Here is a code link : https://github.com/Dhouib-med/Test-XLA/blob/17e5b6bd6c77fffa67818462856277a57877ff3b/test_xla.py to train a simple CNN on the MNIST dataset using XLA (on 2 GPUS). The main parts where taken from https://github.com/pytorch/xla. This wheel needs to be installed along with adequate pytorch and torchvision versions (1.11 and 0.14) https://storage.googleapis.com/tpu-pytorch/wheels/cuda/112/torch_xla-1.13-cp37-cp37m-linux_x86_64.whl @justusschock

cc @borda @justusschock @awaelchli @carmocca @JackCaoG @steventk-g @Liyang90

carmocca commented 1 year ago

Let's do it! To be clear, this would be enabled with: Trainer(accelerator='cuda'|'gpu', strategy='xla')

justusschock commented 1 year ago

@carmocca I assume we could reuse a lot of our current xla-strategy for tpus.

carmocca commented 1 year ago

That would be part of the goal

awaelchli commented 1 year ago

I like it, and I think it won't even be that hard! The abstraction of strategy and accelerator are already in place and are meant to support exactly this kind of relationship between a communication layer (xla) and accelerator (gpu/tpu). The first step towards this will be to simply rename our TPUSpawnStrategy to XLAStrategy (which is what we already planned to do and have done so already in lightning_lite).

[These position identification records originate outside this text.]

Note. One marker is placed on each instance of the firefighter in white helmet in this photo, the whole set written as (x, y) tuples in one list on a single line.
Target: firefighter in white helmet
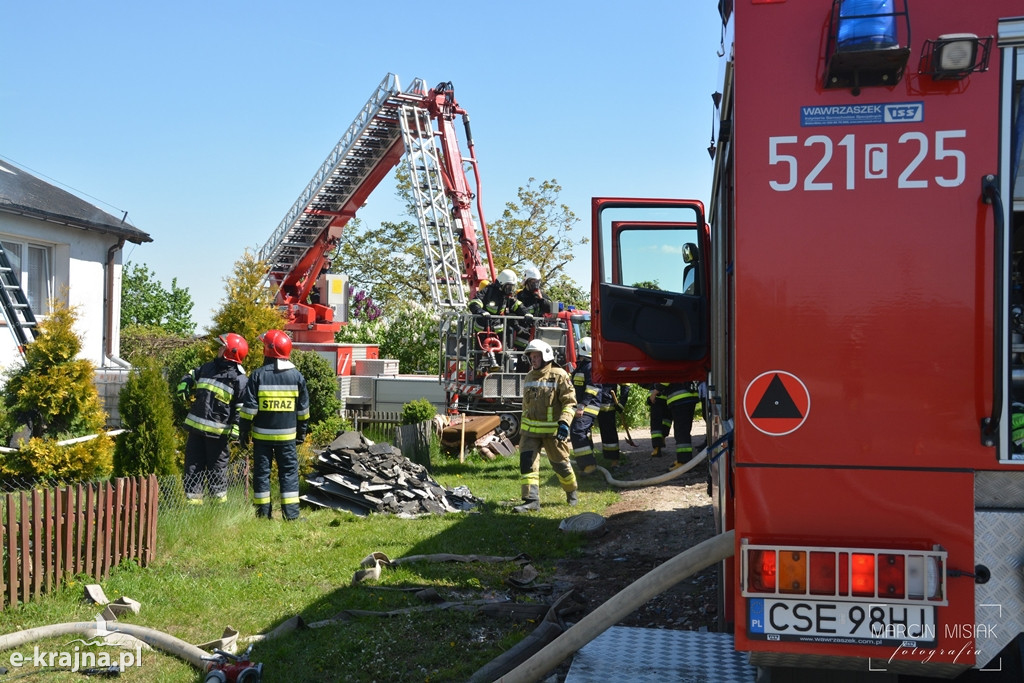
[(531, 305), (594, 402), (548, 404), (498, 298), (489, 306)]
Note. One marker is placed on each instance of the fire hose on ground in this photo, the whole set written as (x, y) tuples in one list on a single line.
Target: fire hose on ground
[(152, 637), (662, 478), (623, 603)]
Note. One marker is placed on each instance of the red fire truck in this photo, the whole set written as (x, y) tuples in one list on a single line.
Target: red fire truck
[(854, 300)]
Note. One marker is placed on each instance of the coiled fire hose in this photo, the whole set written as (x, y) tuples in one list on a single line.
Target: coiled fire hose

Borda commented 1 year ago

This is great! :rabbit:

qipengh commented 1 year ago

Hello,this is very wonderful work! I want to know when we can finish it that Trainer(accelerator='cuda'|'gpu', strategy='xla') can work normally.

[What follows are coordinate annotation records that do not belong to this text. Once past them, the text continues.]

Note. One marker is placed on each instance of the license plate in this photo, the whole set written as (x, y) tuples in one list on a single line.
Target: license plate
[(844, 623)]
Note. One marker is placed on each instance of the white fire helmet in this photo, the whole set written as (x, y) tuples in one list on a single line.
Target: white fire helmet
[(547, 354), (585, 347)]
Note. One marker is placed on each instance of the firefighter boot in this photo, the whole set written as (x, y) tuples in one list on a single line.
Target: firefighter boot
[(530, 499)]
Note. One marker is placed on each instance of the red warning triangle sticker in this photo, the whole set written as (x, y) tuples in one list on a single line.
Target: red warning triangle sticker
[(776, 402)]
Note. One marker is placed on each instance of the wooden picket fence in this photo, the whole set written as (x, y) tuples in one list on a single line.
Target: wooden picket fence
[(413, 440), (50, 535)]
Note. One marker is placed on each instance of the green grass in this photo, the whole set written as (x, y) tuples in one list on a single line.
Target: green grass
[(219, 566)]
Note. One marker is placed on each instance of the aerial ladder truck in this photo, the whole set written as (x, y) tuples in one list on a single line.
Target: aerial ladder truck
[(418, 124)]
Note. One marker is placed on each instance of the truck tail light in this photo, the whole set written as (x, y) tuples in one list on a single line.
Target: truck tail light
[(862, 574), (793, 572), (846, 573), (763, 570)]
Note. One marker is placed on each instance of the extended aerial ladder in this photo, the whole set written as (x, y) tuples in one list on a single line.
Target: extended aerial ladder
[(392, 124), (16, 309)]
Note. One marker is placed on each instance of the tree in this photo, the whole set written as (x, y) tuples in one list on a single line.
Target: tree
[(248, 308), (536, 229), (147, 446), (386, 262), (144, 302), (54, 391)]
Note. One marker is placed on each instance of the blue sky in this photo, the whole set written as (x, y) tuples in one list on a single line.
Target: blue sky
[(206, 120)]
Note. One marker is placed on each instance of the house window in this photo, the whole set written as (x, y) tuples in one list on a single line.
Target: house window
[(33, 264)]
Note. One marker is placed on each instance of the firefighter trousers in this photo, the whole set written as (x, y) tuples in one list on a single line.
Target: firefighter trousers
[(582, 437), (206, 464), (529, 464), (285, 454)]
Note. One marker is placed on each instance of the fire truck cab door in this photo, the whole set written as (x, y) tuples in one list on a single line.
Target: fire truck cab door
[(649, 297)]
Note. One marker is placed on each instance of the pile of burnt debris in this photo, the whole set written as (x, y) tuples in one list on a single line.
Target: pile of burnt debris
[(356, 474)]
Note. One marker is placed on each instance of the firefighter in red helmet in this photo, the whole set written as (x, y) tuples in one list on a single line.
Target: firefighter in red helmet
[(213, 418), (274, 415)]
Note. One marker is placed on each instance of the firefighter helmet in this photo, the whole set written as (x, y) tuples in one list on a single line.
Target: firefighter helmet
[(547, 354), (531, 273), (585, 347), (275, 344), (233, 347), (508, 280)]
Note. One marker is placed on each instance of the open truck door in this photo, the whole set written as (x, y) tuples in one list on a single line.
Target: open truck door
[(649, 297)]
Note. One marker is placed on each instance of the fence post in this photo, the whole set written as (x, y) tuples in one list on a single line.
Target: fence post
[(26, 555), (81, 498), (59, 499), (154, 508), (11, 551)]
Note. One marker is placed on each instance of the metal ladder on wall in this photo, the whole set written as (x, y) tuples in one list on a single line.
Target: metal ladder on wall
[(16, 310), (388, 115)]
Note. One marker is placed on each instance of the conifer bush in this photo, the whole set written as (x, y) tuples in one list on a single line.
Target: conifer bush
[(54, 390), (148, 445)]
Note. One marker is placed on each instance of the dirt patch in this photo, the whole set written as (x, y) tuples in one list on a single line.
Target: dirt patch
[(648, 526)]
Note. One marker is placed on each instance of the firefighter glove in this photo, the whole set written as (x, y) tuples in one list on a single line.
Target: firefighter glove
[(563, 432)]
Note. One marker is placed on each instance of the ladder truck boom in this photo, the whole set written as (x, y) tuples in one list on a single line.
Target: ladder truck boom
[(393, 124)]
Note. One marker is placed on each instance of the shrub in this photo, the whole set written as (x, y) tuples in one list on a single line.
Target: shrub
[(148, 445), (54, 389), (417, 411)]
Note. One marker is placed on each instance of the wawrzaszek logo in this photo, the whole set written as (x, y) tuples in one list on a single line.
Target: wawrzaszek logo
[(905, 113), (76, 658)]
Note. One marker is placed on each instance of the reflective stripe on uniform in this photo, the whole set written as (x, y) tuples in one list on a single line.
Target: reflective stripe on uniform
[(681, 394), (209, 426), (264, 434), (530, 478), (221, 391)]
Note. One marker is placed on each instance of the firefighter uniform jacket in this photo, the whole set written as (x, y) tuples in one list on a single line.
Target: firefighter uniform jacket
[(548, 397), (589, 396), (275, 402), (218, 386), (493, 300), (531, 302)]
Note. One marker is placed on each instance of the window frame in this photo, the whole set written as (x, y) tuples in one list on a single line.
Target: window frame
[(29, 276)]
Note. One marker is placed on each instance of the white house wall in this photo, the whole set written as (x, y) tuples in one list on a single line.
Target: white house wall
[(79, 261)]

awaelchli commented 1 year ago

@qipengh We haven't started working on it. The feature is up for grabs if you or anyone from the community has interest in contributing and testing it out.

carmocca commented 1 year ago

This should become very easy once we add support for XLA's PJRT runtime: https://github.com/pytorch/xla/blob/master/docs/pjrt.md#gpu

JackCaoG commented 1 year ago

FYI @Liyang90 has a pr to add PJRT support in https://github.com/Lightning-AI/lightning/pull/17352

carmocca commented 1 year ago

In addition, we need to land

stellarpower commented 1 month ago

Is there an example model on how to use XLA with (a single) CUDA GPU? The link above now 404s since it was posted, I am struggling to find one anywhere; currently everything I come across is for TPUs only.

Roughly how much work do folks think is still needed in order to implement this FR?